Add tags to documents
Feature description
Add an optional tags attribute, perhaps of type list[str], to the Document class and its corresponding schema.
When files are uploaded via the API, tags could then be associated with them:
document_upload = requests.post(
"http://localhost:31476/document",
json={
"name": "my_doc.txt",
"tags": ["my_corpus"]
}
).json()
Then, when creating a chat, one or more tags could be specified either in lieu of or alongside of documents:
chat = requests.post(
"http://localhost:31476/chats",
json={
"name": "My Chat",
"documents": [],
"tags": ["my_corpus"],
"source_storage": "Ragna/DemoSourceStorage",
"assistant": "Ragna/DemoAssistant",
"params": {}
}
).json()
The resultant chat would be over all of the documents specified in the API call as well as any Documents tagged with one or more of the given tags at the time of chat creation.
Value and/or benefit
Introducing tags would be a step in the direction of making Ragna aware of corpora without the need for a heavyweight Corpus class. Having some concept of corpora in Ragna would be beneficial for a couple of reasons:
- Breaks the tight coupling of chat creation and file uploading in the UI. Right now, if you want to upload a set of files and create multiple chats off of them, you need to use the API as hack to set up the UI for end-users ahead of time as per #176 (comment). Being able to upload tagged files and then, later, reference them during chat creation would empower users of the UI.

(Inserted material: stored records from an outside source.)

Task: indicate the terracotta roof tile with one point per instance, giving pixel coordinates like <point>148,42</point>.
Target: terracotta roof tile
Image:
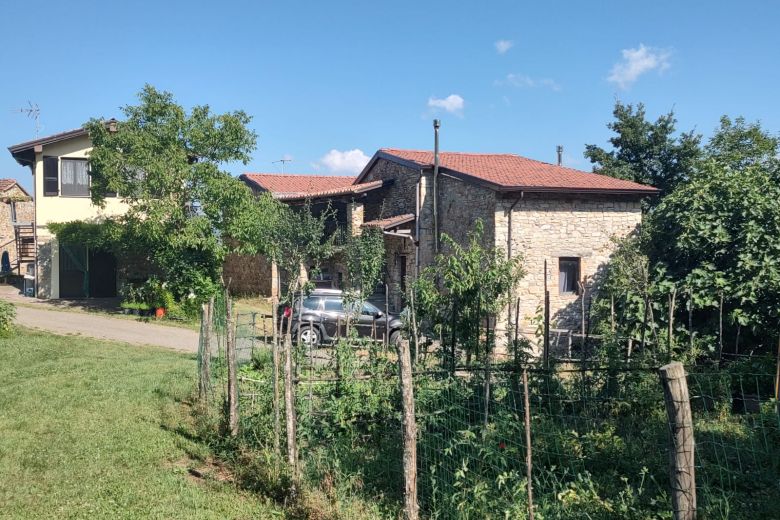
<point>512,172</point>
<point>290,183</point>
<point>301,186</point>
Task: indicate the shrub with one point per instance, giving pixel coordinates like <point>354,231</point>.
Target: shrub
<point>7,314</point>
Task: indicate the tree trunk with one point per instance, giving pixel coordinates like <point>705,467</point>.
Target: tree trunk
<point>230,348</point>
<point>681,453</point>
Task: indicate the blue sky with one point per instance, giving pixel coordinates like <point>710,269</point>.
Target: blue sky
<point>328,83</point>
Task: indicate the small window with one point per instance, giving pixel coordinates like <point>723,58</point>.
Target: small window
<point>334,305</point>
<point>51,176</point>
<point>369,309</point>
<point>568,275</point>
<point>74,179</point>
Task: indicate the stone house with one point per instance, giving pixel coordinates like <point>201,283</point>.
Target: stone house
<point>547,213</point>
<point>17,241</point>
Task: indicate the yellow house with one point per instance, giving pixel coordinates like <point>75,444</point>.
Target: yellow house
<point>61,183</point>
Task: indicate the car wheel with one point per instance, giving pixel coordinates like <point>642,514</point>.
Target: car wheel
<point>310,336</point>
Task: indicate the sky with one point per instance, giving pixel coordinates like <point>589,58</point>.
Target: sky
<point>329,83</point>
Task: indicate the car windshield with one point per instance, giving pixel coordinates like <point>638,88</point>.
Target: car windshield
<point>334,305</point>
<point>312,303</point>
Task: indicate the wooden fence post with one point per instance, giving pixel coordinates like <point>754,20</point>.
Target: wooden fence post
<point>528,450</point>
<point>411,508</point>
<point>204,374</point>
<point>681,456</point>
<point>230,348</point>
<point>546,331</point>
<point>289,406</point>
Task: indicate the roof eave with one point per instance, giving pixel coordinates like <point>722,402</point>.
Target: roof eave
<point>642,192</point>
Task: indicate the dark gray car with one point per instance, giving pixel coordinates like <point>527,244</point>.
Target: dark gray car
<point>324,310</point>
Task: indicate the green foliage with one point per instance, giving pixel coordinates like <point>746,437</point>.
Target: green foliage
<point>7,315</point>
<point>165,163</point>
<point>646,152</point>
<point>476,282</point>
<point>104,235</point>
<point>365,255</point>
<point>714,236</point>
<point>297,237</point>
<point>720,234</point>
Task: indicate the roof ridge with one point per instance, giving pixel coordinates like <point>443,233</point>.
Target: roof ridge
<point>452,153</point>
<point>299,175</point>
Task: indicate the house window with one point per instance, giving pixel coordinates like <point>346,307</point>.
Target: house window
<point>74,178</point>
<point>51,176</point>
<point>568,274</point>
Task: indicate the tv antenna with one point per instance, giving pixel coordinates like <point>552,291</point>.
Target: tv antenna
<point>283,161</point>
<point>33,112</point>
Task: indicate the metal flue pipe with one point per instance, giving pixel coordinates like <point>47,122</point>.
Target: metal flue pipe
<point>436,125</point>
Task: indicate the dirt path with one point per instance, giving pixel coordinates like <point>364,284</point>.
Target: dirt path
<point>104,327</point>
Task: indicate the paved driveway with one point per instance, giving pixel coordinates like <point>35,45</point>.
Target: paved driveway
<point>43,316</point>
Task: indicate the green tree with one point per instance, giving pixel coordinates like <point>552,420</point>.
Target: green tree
<point>738,144</point>
<point>646,152</point>
<point>184,210</point>
<point>719,233</point>
<point>463,287</point>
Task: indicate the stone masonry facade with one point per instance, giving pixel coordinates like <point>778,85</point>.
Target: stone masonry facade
<point>549,227</point>
<point>24,210</point>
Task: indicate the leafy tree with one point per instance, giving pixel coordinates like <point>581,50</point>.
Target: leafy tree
<point>365,255</point>
<point>476,282</point>
<point>646,152</point>
<point>738,144</point>
<point>719,233</point>
<point>165,163</point>
<point>297,237</point>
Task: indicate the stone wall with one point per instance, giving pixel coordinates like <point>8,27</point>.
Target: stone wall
<point>547,227</point>
<point>24,214</point>
<point>399,198</point>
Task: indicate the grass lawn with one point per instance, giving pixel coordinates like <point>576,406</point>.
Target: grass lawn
<point>91,429</point>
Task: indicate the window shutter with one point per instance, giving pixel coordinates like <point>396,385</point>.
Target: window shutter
<point>51,181</point>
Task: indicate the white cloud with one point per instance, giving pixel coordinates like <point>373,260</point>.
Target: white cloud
<point>452,103</point>
<point>346,162</point>
<point>636,62</point>
<point>502,46</point>
<point>523,81</point>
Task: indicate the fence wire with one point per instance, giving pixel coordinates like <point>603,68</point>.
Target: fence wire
<point>599,435</point>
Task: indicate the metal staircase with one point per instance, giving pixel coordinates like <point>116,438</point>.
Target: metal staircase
<point>24,234</point>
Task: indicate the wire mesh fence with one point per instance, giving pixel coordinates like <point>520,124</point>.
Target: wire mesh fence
<point>599,432</point>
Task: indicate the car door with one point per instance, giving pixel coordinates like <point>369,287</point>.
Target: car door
<point>333,316</point>
<point>367,323</point>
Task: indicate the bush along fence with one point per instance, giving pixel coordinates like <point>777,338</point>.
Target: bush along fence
<point>364,429</point>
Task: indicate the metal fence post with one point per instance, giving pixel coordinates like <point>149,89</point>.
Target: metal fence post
<point>411,508</point>
<point>528,450</point>
<point>230,348</point>
<point>681,456</point>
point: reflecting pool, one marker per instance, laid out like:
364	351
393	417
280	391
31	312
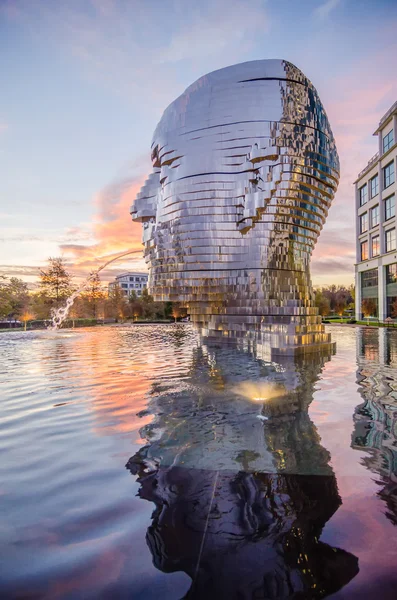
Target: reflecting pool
138	462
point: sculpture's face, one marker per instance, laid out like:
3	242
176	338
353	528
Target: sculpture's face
245	168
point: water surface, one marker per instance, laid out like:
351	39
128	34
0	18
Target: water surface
138	462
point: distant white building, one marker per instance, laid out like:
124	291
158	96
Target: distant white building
376	222
130	282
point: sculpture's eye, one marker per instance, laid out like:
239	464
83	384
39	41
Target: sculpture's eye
155	157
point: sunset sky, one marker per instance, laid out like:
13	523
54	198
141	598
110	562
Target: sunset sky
84	83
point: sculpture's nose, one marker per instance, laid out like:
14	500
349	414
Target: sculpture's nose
144	205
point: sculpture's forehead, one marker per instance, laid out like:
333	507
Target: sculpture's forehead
251	91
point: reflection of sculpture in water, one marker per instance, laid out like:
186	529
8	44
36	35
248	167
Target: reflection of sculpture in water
375	420
245	168
242	486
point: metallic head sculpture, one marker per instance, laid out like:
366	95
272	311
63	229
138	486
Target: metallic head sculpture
244	171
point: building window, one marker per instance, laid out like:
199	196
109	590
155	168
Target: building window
390	208
369	278
390	240
388	141
363	193
388	174
375	216
364	250
364	223
391	306
374	184
391	273
375	246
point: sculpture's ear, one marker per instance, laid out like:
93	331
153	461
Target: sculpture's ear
264	174
145	204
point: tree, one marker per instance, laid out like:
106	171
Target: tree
338	295
116	305
27	316
322	303
176	311
368	307
340	306
40	305
55	281
14	297
393	309
93	296
147	304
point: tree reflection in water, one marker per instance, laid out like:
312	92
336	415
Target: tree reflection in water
241	484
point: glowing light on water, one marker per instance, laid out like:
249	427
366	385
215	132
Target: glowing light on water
61	313
261	391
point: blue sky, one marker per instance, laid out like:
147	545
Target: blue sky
85	82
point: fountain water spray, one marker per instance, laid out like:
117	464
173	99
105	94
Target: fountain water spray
60	314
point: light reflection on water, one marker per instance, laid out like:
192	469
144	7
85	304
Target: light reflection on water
292	496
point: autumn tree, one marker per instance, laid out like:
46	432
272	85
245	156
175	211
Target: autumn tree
393	309
55	281
14	297
369	307
93	296
322	303
116	305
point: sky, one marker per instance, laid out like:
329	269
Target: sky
84	83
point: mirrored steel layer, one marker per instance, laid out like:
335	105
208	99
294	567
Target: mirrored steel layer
245	168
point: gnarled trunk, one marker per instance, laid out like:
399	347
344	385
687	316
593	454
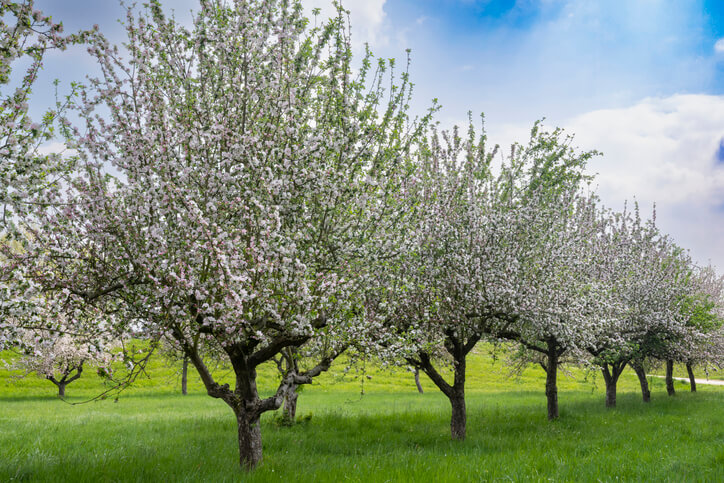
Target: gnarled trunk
459	418
551	369
250	448
184	376
670	377
290	403
455	392
66	379
639	370
417	381
610	387
692	380
611	373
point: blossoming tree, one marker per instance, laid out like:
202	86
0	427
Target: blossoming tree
235	178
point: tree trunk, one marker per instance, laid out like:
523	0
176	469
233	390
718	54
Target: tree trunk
670	377
290	404
610	387
552	381
692	380
250	449
458	420
645	392
417	381
184	376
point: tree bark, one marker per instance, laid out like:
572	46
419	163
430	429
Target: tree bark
290	404
417	381
250	448
458	349
611	373
610	387
692	380
458	421
184	376
552	380
670	377
645	392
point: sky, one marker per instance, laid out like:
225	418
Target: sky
642	81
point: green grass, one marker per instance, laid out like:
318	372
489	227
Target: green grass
390	433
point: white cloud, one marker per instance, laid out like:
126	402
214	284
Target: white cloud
663	151
719	46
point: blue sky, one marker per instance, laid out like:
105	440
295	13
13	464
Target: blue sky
640	80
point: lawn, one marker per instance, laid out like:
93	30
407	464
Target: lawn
389	433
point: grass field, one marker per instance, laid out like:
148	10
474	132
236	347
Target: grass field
390	433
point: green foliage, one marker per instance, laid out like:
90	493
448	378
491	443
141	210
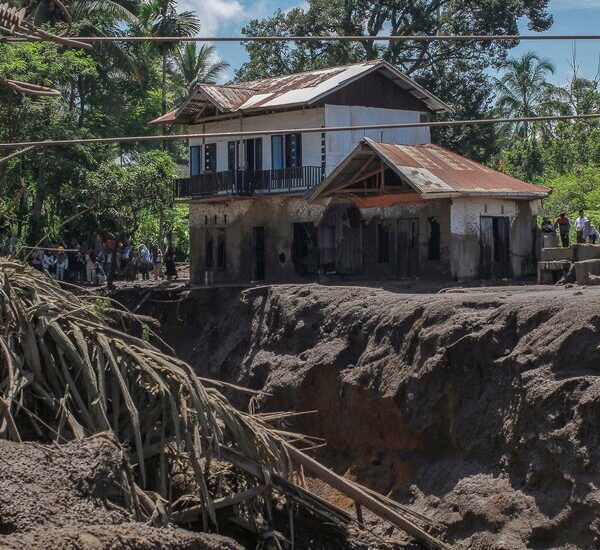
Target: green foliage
136	198
458	72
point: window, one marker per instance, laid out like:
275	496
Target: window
434	244
195	160
293	150
383	244
210	157
253	153
221	250
209	252
277	152
232	155
286	151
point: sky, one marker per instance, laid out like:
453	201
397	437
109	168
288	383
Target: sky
227	17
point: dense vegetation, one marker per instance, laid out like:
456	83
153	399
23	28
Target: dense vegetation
117	89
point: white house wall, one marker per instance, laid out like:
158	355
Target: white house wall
311	143
340	144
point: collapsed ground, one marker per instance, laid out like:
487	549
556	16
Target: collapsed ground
477	407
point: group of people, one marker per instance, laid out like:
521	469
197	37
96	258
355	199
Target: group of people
585	230
92	261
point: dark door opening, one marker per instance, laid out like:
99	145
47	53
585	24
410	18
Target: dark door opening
494	245
408	248
259	254
305	251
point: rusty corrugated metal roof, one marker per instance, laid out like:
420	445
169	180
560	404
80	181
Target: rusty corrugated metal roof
433	169
292	90
430	170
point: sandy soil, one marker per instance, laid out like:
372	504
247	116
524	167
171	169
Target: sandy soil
70	497
479	407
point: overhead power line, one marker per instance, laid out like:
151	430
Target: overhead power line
313	130
353	38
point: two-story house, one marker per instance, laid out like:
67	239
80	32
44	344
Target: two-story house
254	212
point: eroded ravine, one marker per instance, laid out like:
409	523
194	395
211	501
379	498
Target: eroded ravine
478	408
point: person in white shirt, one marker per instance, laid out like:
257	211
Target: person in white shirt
48	262
579	225
590	233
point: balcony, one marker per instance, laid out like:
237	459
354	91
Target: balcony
248	182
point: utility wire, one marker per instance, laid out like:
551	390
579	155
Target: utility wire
319	129
352	38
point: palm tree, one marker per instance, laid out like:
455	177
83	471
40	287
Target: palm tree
523	90
161	18
198	65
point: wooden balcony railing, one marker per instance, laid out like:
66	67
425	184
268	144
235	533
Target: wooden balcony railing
248	182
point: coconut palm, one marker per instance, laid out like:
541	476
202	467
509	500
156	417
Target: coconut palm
195	65
160	18
523	90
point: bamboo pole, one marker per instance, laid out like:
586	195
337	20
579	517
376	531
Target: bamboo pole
360	496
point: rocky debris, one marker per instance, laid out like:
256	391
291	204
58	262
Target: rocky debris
478	408
70	496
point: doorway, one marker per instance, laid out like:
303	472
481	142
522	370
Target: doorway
494	245
259	271
305	250
408	248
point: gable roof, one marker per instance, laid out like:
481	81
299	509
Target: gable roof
431	171
299	89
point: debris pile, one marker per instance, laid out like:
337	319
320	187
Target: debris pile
67	374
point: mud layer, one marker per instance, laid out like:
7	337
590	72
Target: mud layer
69	497
479	408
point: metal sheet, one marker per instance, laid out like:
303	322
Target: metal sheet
294	89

- Reduces the burden of interacting with the API when dealing with a large number of files. When dealing with thousands of files, certain API calls can be quite laborious and slow. Being able to refer to a tag in such circumstances would make code more readable and decrease the amount of data being transmitted over the wire.
Anything else?
To implement tags, changes would probably be limited to the request bodies of the POST /document and POST /chats endpoints. Since documents with the same tag as the ones in an existing chat could be uploaded after the chat's existence, and these documents would not be in the existing chat, it probably makes little sense to change or expose the tags in any of the API's current response bodies.
The addition of a GET /documents/list endpoint and a GET /tags/list endpoint might also be necessary.